A: When a patient comes to my office with an inguinal hernia on one side, I walk them through the benefits, risks and considerations of all three options. There are no objective data, so I can’t push them toward one option or another. I tell them the risk of chronic pain is greater with open surgery. If they are young and healthy, I tell them they might want to consider having only three small incisions. Also, patients who have hernias on both sides may benefit from a minimally invasive repair in which both hernias are repaired through the same three incisions. When that is the case, I may encourage that approach. I explain the difference between tacking and sewing the mesh. Some patients choose robotic repair, but interestingly, others ask for the procedure I’ve performed most often. My goal is that every patient understands the options, so we are on the same page.

Q: Do you have any advice for colleagues who are thinking about learning robotic hernia repair?

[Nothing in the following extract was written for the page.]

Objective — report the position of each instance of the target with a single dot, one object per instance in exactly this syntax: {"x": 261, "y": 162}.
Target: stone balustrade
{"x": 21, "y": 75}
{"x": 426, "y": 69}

A: Here’s what I’d recommend:

  • Spend some time with surgeons who are currently doing these types of operations, observing the flow of the case and getting information on how to get started, organize a team, etc.
  • Set clear time goals for each step of the operation and convert the procedure if you are unable to attain these goals.
  • Follow your patients. The use of professional society-driven databases like the Americas Hernia Society Quality Collaborative can be invaluable in providing us with information on how our patients are doing with these interventions. Part of the goal in investigating new technology involves responsibility in evaluating your own outcomes.
  • Evaluate your outcomes honestly and determine if the technique is beneficial for patients.
  • Write about your outcomes, so others can learn. This is how we push the envelope.